Study 1: Benchmarking GenEM
To determine whether our approach produces expressive behaviors that people can perceive, we conducted a within-subjects user study with thirty participants. We generated ten expressive behaviors ranging in complexity: Nod, shake head (Shake), wake up (Wake), excuse me (Excuse), recoverable mistake (Recoverable), unrecoverable mistake (Unrecoverable), acknowledge person walking by (Acknowledge), follow person (Follow), approach person (Approach) and pay attention to person (Attention). The input included a one-line instruction (e.g., Respond to a person saying, “Come here. You cannot speak.”).
Oracle Animator
GenEM
GenEM++
Results
We found that GenEM++ behaviors were well received and were not perceived as significantly worse than the baseline oracle animator behaviors (and in some cases were perceived as better).

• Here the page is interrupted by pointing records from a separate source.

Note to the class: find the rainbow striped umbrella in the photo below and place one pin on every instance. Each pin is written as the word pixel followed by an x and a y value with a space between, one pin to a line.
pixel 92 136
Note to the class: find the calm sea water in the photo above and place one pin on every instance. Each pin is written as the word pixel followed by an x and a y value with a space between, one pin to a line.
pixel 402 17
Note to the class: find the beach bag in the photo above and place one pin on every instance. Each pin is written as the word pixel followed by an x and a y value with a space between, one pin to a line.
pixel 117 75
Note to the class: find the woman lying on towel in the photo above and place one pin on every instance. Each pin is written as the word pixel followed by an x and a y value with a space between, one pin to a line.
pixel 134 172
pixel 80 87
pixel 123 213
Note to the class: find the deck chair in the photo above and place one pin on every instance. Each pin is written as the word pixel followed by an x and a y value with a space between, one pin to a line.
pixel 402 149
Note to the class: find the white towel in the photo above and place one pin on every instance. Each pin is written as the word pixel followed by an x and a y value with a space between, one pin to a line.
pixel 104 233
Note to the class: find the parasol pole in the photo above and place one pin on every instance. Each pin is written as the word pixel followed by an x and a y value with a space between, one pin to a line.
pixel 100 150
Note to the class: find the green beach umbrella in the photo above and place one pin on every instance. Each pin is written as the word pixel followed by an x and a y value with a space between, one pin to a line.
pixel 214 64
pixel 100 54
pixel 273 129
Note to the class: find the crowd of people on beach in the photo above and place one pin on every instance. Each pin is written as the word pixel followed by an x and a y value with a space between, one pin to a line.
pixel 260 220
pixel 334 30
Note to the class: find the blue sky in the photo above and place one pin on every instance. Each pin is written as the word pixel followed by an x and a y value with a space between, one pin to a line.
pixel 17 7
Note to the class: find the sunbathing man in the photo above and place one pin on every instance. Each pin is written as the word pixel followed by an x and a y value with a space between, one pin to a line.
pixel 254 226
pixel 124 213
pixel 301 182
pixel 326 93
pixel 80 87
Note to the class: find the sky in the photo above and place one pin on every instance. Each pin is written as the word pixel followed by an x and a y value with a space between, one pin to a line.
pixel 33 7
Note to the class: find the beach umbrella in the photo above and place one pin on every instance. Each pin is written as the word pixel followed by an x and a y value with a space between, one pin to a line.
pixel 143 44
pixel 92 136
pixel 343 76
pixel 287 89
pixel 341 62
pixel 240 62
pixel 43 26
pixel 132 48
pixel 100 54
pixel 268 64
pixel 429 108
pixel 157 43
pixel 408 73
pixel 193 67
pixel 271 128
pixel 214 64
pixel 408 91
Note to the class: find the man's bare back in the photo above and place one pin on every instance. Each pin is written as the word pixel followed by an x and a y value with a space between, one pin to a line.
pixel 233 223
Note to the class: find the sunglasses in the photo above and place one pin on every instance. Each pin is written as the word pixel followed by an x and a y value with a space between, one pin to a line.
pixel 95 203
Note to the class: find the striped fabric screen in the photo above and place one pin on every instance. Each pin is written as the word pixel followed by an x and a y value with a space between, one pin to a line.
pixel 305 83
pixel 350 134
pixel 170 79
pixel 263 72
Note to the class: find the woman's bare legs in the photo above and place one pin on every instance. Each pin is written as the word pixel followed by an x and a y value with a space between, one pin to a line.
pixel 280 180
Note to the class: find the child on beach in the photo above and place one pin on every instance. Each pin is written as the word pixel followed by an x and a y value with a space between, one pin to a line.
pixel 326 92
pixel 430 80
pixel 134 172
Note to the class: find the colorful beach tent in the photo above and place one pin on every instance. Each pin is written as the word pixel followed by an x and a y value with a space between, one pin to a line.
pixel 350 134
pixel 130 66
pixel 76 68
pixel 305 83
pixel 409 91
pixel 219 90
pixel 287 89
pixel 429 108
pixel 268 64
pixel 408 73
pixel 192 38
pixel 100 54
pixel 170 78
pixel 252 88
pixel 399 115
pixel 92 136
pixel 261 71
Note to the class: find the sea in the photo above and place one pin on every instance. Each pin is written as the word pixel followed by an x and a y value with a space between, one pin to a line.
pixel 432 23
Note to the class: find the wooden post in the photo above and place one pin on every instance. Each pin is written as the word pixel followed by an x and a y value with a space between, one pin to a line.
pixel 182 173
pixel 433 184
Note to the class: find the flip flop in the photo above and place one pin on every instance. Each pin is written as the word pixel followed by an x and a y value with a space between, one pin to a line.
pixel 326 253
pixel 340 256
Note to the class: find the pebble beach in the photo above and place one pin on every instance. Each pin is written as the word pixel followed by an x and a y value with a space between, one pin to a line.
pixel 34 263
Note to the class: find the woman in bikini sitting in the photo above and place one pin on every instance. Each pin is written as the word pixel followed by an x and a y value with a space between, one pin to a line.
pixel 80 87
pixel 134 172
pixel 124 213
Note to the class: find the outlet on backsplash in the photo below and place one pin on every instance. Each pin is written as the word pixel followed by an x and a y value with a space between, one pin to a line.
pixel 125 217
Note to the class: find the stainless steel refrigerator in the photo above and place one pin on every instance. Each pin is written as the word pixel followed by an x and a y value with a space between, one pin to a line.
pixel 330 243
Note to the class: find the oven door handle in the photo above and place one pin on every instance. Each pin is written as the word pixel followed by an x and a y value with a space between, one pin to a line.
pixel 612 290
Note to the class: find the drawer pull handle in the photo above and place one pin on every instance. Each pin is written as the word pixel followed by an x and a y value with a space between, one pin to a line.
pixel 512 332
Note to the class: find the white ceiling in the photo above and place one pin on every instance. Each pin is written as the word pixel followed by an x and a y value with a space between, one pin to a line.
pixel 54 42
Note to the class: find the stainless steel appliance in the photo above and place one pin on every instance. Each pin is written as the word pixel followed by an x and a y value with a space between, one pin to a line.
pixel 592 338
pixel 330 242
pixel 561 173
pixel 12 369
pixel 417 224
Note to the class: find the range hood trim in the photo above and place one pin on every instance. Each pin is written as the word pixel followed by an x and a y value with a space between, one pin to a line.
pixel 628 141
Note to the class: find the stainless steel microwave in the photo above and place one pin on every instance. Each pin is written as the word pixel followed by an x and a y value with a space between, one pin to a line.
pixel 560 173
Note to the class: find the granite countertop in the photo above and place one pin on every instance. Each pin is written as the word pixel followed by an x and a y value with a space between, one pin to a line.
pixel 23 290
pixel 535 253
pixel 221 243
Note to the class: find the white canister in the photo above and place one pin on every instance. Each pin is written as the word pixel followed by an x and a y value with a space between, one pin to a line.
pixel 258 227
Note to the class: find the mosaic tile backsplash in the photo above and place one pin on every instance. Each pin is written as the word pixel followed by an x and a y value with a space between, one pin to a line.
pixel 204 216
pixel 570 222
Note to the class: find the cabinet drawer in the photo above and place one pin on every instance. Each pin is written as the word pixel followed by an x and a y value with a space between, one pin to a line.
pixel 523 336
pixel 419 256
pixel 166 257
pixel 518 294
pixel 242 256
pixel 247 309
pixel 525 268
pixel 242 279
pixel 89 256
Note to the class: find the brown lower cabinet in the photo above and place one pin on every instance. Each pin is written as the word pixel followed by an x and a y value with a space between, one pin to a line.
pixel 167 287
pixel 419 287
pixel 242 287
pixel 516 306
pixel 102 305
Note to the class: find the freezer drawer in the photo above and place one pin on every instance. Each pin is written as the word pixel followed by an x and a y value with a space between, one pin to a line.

Study 2: Mimicking the Oracle Animator
We conducted an additional user study with twenty four participants to assess whether using GenEM to generate behaviors that resembled the oracle animator would be perceived differently. We generated ten expressive behaviors ranging in complexity, with eight overlapping behaviors from the first study: nod (Nod), shake head (Shake), wake up (Wake), excuse me (Excuse), recoverable mistake (Recoverable), unrecoverable mistake (Unrecoverable), acknowledge person walking by (Acknowledge Walking), acknowledge person stopping by (Acknowledge Stop), follow person (Follow), and teaching session (Teach). Behaviors that were different from the first study were chosen to add further complexity. Unlike in the first study, the prompts were more varied and sometimes included additional descriptions such as for the more complex behaviors (see Appendices for full prompts for each behavior). To create each GenEM++ behavior, an experimenter refined the GenEM behavior through iterative feedback until it appeared similar to the equivalent oracle animator behavior or after exceeding the maximum number of feedback rounds
Oracle Animator
GenEM
GenEM++
Results
Similarly, we found that GenEM++ behaviors were well received and that the oracle animator behaviors were not perceived as significantly better.
Cross-Embodiment Behavior Generation
We sampled the same prompts in the first user study five times per behavior using API for a simulated Spot robot. Overall, the success rates hint at the generality of our approach to differing robot embodiments.
Composing Complex Expressive Behaviors
We attempted to generate more complex behaviors using a set of learned expressive behaviors from previous interactions - these skills were appended to the prompts describing the robot’s capabilities (step 2 of our approach) as well as the robot’s API (represented as functions with docstrings). We found that the robot was able to compose complex behaviors from a set of learned expressive behaviors but did not always utilize the expected behaviors during composition.